I recently had a conversation with a friend who was telling me about his frustration with information around the Covid vaccines. He told me about a journalist who had been banned from Twitter (was recently reinstated) for "telling the truth." Namely, reporting that nothing in the original Pfizer trials showed any impact on transmission.
We've been lied to, he told me.
I asked where he heard this, even though I already knew the answer. And that answer was the Joe Rogan Podcast.
I spent several seconds Googling this claim and sent him a link from Reuters that provided some clarifcation. (Yes, to obtain emergency authorization from the FDA you do not need to prove transmission reduction, only that it's safe and reduces fatalities and hospitalizations. Also, later studies showed the vaccine did reduce transmission in Covid Classic, something the Rogan journalist did not report on.)
Yet despite all this, I still kinda like Joe Rogan.
The whole conversation reaffirmed for me why I trust my views more than my friend's. By listening to Joe Rogan's podcast, my friend hears voices outside the mainstream that others may be missing. But by not listening to mainstream media, or even fact-checking the claims he hears, he's missing a lot of details that provide more clarity and is unable to build a good consensus of opinion.
I listen to the mainstream and the rogues, but I need to be more aware how I divvy up my attention. I am reminded of the blog post about explainers, illuminators, and provokers. Joe Rogan is a provoker. David Leonhardt or Derek Thompson are explainers. Noah Smith and Matt Iglesias are illuminators. And I think they are all important.
Bet on it
Let's say at the beginning of the 2021 NBA season, I wanted to bet on how many games I thought the Boston Celtics would win. If I listened to the mainstream consensus. I would have guessed that they would win about half their games, or 41.

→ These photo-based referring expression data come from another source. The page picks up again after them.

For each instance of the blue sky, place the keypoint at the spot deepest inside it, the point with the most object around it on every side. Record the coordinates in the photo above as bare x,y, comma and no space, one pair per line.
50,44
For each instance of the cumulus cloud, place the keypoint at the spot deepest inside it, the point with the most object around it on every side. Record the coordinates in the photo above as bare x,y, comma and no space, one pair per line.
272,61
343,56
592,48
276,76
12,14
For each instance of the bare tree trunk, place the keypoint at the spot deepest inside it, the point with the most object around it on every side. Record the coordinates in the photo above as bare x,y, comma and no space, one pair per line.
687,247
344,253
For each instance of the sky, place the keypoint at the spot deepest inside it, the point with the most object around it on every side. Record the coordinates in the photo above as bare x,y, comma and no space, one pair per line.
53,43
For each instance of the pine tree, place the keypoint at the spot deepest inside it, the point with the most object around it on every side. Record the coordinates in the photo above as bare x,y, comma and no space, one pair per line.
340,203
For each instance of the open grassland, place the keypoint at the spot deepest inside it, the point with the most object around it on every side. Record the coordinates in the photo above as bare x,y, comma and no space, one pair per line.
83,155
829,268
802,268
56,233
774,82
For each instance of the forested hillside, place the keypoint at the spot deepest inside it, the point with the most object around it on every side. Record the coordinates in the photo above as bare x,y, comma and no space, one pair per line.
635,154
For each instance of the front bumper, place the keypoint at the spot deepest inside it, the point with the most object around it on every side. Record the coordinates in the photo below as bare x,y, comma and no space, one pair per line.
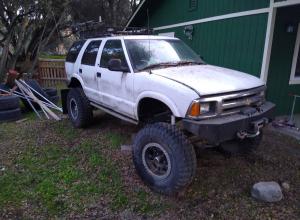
221,129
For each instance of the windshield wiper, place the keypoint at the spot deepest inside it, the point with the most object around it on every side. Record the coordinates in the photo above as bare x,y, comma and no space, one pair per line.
158,65
167,64
189,63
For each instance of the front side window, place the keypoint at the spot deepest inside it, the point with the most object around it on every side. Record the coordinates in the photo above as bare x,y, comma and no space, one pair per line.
113,50
74,51
90,53
154,52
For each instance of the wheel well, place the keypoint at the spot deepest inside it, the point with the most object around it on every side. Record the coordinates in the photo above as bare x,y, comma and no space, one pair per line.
74,83
153,110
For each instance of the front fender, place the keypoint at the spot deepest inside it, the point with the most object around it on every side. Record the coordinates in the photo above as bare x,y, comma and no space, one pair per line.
160,97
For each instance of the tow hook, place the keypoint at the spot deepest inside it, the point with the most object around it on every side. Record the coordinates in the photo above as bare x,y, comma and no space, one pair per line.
243,134
257,126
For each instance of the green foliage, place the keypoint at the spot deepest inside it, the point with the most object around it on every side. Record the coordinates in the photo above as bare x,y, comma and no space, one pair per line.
115,139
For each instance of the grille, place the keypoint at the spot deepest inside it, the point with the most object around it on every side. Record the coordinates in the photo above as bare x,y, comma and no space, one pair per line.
233,103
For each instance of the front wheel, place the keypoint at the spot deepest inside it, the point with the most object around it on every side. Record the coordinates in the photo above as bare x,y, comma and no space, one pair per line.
164,158
79,109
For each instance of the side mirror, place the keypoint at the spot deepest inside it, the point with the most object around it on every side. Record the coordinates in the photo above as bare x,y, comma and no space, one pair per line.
116,65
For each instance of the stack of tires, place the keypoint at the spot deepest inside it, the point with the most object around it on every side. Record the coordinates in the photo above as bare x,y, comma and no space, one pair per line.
9,108
50,94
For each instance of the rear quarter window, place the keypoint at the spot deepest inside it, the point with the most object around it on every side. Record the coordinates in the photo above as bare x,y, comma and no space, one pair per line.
74,51
90,53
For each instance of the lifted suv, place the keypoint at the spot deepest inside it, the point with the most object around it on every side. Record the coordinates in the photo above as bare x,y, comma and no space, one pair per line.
161,83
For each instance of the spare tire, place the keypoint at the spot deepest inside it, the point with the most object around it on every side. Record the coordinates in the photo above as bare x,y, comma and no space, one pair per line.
51,91
36,86
10,115
9,102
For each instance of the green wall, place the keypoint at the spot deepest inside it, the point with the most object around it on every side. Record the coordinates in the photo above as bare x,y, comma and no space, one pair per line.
236,43
281,60
177,11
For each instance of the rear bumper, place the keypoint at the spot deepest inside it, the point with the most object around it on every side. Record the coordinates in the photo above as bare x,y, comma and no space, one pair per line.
226,128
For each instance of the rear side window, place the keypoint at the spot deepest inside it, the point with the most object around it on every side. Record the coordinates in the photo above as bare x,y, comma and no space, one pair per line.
90,53
74,51
112,50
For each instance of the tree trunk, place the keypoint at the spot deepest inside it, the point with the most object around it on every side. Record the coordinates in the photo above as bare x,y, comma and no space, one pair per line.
4,57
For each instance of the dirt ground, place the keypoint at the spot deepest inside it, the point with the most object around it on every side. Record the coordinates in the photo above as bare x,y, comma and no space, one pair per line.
50,170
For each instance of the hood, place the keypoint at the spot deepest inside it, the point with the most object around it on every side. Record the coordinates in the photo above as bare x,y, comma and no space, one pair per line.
209,80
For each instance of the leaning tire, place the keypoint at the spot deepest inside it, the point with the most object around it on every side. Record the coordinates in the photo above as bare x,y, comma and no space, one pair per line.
9,102
50,91
36,86
79,109
164,158
10,115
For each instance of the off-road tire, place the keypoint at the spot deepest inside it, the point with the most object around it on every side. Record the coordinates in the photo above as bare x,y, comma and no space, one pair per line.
36,86
10,115
54,99
9,102
50,91
180,152
85,113
242,147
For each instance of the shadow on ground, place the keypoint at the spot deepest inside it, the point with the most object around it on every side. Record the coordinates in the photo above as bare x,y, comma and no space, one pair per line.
90,177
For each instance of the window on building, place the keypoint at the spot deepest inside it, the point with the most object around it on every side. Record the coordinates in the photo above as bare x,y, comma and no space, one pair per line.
90,53
74,51
295,74
193,4
112,50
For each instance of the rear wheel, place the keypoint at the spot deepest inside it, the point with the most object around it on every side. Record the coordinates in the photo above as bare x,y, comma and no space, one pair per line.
164,158
79,109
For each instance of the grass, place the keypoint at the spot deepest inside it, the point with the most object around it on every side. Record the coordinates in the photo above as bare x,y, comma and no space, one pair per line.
65,174
50,170
54,177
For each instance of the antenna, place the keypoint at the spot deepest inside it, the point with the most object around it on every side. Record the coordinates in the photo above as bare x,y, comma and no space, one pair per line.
148,21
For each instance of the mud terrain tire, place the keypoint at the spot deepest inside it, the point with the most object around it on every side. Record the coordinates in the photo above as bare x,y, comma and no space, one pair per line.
79,109
162,144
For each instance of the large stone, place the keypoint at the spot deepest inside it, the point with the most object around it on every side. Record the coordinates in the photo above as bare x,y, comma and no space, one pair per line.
267,192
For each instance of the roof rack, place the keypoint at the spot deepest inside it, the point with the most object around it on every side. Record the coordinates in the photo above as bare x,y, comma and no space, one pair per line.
93,29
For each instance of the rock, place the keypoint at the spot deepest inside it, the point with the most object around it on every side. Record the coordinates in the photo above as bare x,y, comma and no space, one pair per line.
267,192
126,148
285,186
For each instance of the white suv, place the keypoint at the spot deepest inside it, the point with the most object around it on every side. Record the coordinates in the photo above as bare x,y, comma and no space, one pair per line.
161,83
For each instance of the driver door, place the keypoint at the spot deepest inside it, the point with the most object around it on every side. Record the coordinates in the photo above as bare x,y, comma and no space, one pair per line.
116,88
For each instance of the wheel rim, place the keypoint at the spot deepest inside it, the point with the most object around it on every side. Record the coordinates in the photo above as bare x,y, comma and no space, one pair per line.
156,160
74,108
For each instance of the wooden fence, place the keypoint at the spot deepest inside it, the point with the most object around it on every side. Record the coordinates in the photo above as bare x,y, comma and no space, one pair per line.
52,72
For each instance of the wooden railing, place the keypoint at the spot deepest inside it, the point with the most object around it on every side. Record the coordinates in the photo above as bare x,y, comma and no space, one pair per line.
52,72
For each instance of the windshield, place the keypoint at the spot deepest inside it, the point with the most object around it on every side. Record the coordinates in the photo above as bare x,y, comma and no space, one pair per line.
147,54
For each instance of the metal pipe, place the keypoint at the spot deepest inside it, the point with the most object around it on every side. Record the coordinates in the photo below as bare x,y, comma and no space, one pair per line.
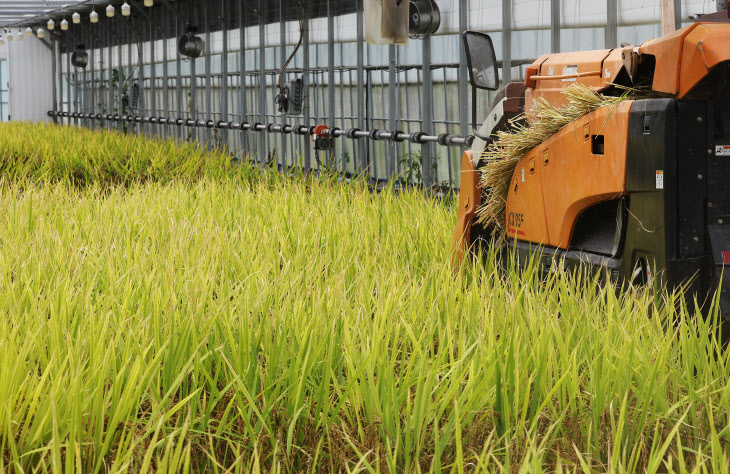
305,83
208,85
243,139
390,167
427,100
555,26
611,24
283,58
362,150
224,71
262,76
331,64
396,136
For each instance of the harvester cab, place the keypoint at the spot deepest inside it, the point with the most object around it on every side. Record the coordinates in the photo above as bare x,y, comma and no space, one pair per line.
638,190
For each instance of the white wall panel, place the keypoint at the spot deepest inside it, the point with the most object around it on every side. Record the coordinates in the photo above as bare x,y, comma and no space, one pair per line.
30,79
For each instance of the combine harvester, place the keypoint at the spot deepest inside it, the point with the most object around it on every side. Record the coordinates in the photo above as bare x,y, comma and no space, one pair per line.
640,191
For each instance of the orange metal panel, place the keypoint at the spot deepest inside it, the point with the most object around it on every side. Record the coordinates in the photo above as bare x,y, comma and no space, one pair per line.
704,48
668,53
525,210
574,178
565,64
612,65
469,200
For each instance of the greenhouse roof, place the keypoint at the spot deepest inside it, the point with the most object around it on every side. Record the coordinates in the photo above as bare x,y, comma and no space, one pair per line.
14,12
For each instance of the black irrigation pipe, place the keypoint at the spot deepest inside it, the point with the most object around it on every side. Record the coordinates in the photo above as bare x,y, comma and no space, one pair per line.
397,136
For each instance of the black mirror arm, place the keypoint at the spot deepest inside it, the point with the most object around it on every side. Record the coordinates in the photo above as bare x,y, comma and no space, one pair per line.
474,116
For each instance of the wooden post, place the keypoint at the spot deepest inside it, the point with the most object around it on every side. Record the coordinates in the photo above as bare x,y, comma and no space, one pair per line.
668,19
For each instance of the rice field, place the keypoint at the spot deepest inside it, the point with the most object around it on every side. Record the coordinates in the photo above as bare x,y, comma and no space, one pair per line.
164,310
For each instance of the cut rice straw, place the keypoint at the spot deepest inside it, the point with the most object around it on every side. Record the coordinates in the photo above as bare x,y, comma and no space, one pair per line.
527,131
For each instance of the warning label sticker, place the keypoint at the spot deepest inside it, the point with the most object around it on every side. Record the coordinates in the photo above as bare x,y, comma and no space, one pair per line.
722,150
569,70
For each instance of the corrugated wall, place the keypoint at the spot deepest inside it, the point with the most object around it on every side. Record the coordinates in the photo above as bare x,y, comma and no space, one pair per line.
30,80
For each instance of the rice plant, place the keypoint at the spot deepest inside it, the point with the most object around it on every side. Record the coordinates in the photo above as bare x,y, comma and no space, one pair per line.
292,325
527,131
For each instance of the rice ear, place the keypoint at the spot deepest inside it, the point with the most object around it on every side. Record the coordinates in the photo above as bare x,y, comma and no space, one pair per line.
541,122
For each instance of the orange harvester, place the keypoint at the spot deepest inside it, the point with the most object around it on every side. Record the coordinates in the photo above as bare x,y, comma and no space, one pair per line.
640,192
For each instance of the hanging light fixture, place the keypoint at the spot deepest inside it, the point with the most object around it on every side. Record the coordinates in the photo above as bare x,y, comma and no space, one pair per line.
93,17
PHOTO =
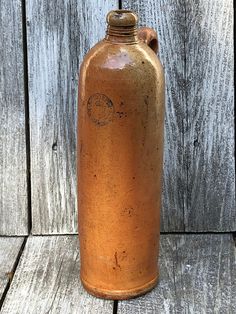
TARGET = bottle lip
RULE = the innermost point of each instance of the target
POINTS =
(122, 18)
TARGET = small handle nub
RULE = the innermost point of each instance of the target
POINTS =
(149, 37)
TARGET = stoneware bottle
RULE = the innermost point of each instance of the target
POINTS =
(120, 148)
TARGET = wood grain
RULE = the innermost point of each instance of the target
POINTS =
(13, 188)
(168, 18)
(9, 250)
(196, 49)
(197, 275)
(209, 138)
(59, 35)
(47, 280)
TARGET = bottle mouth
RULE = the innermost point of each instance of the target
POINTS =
(122, 18)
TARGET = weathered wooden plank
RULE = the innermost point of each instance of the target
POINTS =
(168, 18)
(59, 35)
(196, 48)
(47, 280)
(209, 138)
(13, 191)
(197, 275)
(9, 250)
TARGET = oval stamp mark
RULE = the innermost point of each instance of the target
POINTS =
(100, 109)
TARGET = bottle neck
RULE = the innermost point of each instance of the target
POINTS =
(124, 34)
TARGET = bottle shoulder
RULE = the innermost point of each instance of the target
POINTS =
(109, 56)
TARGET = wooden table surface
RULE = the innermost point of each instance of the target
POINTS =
(40, 274)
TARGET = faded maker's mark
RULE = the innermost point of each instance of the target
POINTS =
(100, 109)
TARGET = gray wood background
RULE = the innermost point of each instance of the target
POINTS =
(196, 49)
(13, 188)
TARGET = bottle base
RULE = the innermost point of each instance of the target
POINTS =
(119, 294)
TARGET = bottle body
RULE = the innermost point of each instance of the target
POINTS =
(120, 148)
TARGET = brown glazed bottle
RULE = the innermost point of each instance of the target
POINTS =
(120, 148)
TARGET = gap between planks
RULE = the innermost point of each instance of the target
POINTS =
(192, 265)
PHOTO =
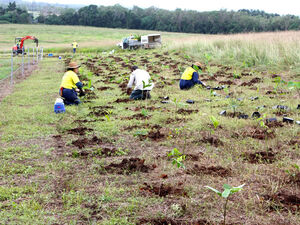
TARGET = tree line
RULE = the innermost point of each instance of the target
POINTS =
(188, 21)
(13, 14)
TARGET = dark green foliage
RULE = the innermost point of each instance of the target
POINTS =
(12, 14)
(188, 21)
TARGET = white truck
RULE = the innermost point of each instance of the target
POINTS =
(147, 41)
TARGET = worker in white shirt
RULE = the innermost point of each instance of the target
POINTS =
(142, 82)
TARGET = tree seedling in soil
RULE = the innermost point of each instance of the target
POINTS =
(278, 83)
(295, 85)
(214, 121)
(228, 191)
(177, 158)
(236, 75)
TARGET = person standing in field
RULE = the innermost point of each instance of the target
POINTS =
(70, 84)
(143, 85)
(74, 45)
(190, 76)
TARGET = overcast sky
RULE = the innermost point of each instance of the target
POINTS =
(270, 6)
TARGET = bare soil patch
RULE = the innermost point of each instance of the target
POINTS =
(261, 157)
(163, 190)
(212, 170)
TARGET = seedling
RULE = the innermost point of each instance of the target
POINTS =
(228, 191)
(144, 112)
(177, 158)
(236, 75)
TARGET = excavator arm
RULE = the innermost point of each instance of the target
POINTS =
(29, 37)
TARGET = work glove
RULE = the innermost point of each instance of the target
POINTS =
(128, 91)
(81, 92)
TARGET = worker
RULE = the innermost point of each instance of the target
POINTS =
(74, 45)
(143, 85)
(190, 76)
(70, 85)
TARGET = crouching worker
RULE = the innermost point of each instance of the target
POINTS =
(70, 84)
(190, 76)
(143, 85)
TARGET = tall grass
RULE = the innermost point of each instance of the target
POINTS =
(276, 51)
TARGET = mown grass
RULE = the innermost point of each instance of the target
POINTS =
(46, 180)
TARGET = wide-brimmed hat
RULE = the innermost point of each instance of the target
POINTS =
(198, 64)
(73, 65)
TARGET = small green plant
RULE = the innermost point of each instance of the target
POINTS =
(261, 122)
(228, 191)
(279, 82)
(295, 85)
(144, 112)
(177, 158)
(294, 171)
(236, 75)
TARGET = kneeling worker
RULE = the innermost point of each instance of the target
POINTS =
(190, 76)
(70, 82)
(142, 81)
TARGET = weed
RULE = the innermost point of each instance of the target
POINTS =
(228, 191)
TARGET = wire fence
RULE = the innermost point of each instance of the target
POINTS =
(12, 65)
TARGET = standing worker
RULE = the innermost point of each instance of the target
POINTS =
(74, 45)
(70, 82)
(190, 77)
(142, 82)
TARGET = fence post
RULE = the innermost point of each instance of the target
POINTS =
(37, 55)
(33, 56)
(23, 62)
(12, 69)
(28, 59)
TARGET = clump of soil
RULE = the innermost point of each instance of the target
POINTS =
(260, 157)
(212, 170)
(283, 201)
(79, 130)
(119, 100)
(251, 82)
(227, 82)
(258, 133)
(211, 139)
(82, 142)
(138, 116)
(172, 120)
(104, 88)
(163, 190)
(156, 133)
(187, 111)
(274, 124)
(128, 166)
(169, 221)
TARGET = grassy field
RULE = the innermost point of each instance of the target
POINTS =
(106, 161)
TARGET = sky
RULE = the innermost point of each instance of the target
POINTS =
(270, 6)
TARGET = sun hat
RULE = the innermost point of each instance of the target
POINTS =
(198, 64)
(73, 65)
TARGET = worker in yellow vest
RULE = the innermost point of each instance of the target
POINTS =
(70, 85)
(190, 76)
(74, 45)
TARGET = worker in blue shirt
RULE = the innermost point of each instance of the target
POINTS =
(190, 76)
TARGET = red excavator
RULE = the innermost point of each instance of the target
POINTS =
(19, 47)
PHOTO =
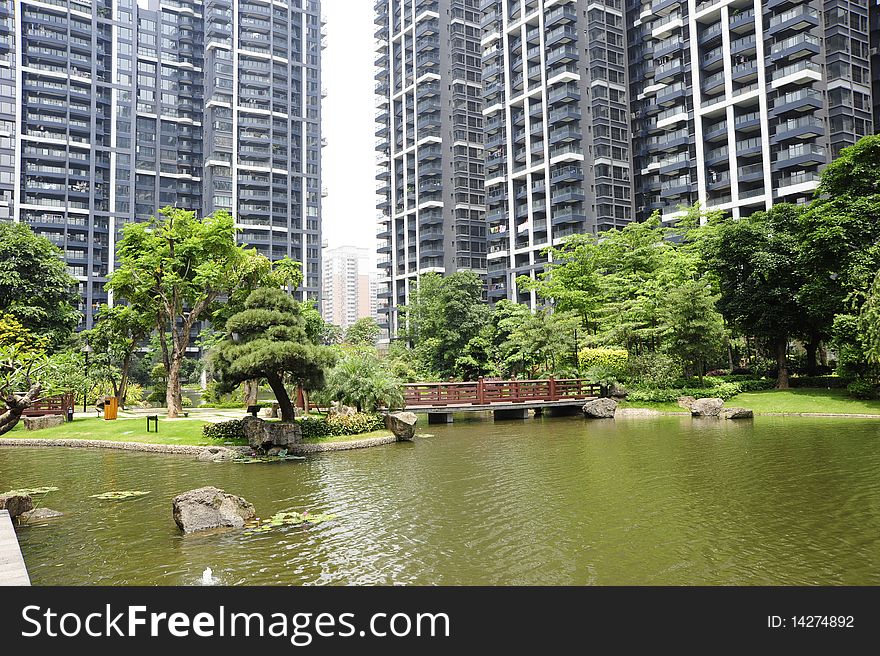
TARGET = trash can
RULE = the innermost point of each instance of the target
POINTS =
(111, 408)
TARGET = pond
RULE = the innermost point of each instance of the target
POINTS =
(556, 501)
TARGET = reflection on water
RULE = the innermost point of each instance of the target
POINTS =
(666, 500)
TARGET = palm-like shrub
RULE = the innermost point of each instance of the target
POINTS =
(363, 381)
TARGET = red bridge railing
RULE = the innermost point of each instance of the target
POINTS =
(487, 392)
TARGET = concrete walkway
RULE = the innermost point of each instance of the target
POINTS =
(12, 568)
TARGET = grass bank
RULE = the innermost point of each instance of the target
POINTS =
(793, 401)
(183, 432)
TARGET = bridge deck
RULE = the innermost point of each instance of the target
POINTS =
(12, 568)
(490, 407)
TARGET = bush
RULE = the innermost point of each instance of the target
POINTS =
(863, 389)
(337, 425)
(655, 370)
(226, 431)
(826, 382)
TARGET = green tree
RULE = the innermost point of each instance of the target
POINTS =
(755, 260)
(363, 332)
(114, 339)
(840, 249)
(694, 327)
(35, 286)
(362, 380)
(176, 268)
(28, 374)
(269, 339)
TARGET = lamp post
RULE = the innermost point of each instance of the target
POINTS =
(86, 349)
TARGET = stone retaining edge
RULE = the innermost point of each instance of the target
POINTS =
(307, 449)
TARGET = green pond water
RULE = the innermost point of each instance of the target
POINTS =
(666, 500)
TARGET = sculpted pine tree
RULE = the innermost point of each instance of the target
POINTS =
(269, 339)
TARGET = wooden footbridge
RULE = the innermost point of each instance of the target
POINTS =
(507, 399)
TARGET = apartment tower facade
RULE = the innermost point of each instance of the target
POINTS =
(112, 109)
(557, 130)
(429, 145)
(738, 104)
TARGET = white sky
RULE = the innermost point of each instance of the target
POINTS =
(349, 160)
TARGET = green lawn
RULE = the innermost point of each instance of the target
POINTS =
(833, 401)
(794, 401)
(178, 431)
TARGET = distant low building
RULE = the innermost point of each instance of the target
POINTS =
(349, 285)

But what if I had listened to a rogue prognosticator, who was convinced that the new head coach's defensive scheme and tough-love approach was going to shock people and that this team was going to win 65 games?
Well, he would've been wrong, but he would have updated my priors more in his direction and probably moved my prediction from the consensus of 41 wins to something like 51, which is exactly how many games they won on their way to the NBA Finals that year.
But if I only listened to the provokers, I'd just hear extreme predictions like 65 wins or 12 wins, nothing tempered by the consensus that would actually get me closer to the true total of 51.
So I build my model similar to Nassim Taleb's barbell approach to investing: 80% in safe bonds and 20% in high-risk, high-reward stocks. The NYT reporters are the bonds, the Joe Rogan Podcast guests are the stocks.
I used to think that intellectual diversity was more important but I think this framing is better. (Or maybe you meld the two and ensure there is intellectual diversity among your explainers and your provokers.) I also think there is a distinction, that some may say doesn't exist, between rogues and conflict entrepreneurs—the latter being people who lie or distort to create a narrative that affirms the priors of their audience and always frames the outgroup as the enemy. Whereas rogues take their contrarian position because it's what they really believe, no matter how unpopular it makes them.
I think my model is pretty good, and I will continue to update it as necessary, but I also understand that most people aren't building out a model when they choose where they get their news from. This is something that social media could take a more active approach with, building users' algorithms to reflect this model in their feed rather than it being an intellectual bubble.